Functional annotation of mapped genes

Genes implicated by mapping of significant GWAS SNPs were further investigated using the GENE2FUNC option in FUMA67, which provides hypergeometric tests of enrichment of the list of mapped genes in 53 GTEx tissue-specific gene expression sets71, 7,246 MSigDB gene-sets (http://software.broadinstitute.org/gsea/msigdb), and chromatin states72.
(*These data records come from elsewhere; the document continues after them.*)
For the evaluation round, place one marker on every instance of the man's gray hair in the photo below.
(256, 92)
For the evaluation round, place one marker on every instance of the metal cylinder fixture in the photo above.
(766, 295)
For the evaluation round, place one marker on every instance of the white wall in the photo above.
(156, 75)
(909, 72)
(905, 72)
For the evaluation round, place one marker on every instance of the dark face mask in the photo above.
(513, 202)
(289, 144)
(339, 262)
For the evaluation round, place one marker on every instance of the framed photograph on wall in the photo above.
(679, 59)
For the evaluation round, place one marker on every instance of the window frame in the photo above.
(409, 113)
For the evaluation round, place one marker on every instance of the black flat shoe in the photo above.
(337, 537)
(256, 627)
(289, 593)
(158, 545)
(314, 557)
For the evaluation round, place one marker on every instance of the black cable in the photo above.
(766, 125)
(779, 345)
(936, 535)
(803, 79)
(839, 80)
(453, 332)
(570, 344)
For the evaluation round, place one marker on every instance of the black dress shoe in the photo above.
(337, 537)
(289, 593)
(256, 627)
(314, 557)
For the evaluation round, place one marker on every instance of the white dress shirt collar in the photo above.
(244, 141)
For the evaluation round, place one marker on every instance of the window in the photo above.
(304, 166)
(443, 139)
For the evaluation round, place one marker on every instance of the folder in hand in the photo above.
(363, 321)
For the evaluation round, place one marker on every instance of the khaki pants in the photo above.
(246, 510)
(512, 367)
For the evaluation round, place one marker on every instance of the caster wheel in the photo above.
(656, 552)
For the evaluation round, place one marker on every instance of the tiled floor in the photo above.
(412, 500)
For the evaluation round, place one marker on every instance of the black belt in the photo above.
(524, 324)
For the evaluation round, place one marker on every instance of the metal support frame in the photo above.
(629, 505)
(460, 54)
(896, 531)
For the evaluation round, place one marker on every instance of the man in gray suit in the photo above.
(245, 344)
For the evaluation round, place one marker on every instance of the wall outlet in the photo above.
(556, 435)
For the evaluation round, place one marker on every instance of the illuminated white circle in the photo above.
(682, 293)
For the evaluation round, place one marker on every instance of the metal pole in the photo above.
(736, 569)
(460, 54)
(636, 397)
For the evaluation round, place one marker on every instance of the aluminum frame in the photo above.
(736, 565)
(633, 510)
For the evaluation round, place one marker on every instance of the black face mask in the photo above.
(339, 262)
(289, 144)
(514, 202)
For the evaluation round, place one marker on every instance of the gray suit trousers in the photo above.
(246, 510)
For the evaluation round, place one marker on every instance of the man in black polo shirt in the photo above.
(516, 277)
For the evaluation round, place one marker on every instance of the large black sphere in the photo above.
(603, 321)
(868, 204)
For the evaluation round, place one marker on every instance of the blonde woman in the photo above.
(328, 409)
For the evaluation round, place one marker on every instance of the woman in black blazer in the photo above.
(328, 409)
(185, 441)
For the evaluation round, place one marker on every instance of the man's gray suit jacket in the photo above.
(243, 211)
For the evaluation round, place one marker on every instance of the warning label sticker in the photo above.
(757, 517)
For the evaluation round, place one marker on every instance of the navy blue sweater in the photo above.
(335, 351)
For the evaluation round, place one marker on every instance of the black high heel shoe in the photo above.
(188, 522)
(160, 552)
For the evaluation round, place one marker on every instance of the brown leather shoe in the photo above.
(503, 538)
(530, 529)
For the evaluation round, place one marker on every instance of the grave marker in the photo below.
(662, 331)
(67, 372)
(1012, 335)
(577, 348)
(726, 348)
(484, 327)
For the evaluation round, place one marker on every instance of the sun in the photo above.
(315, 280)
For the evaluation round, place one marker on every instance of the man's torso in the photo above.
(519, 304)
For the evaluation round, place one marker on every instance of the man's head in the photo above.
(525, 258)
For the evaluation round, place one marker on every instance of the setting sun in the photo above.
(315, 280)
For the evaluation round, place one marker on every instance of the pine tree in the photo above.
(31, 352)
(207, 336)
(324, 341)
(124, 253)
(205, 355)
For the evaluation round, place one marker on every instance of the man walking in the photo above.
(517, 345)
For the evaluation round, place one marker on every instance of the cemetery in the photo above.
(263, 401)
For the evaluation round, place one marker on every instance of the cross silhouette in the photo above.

MAGMA Gene-based and gene-sets analysis

Multi-marker analysis of genomic annotation (MAGMA, v1.6) gene analysis was performed using summary statistics of our association results as input in the FUMA online platform using 1000 Genomes Project Africans LD. Gene-based analysis enabled summarizing SNP associations at the gene level and association of the set of genes to biological pathways. MAGMA employs multiple linear regression to obtain gene-based p-values67,73. The window for gene annotation was set for 25 kb and genome-wide significance was set at 0.05/number of tested genes. MAGMA gene-set analysis used a competitive testing framework, with gene-sets from MsigDB (v6.2, 10678 gene-sets (curated gene-sets: 4761, GO terms: 5917))74. MAGMA analysis was implemented within FUMA.

Reporting summary

Further information on research design is available in the Nature Research Reporting Summary linked to this article.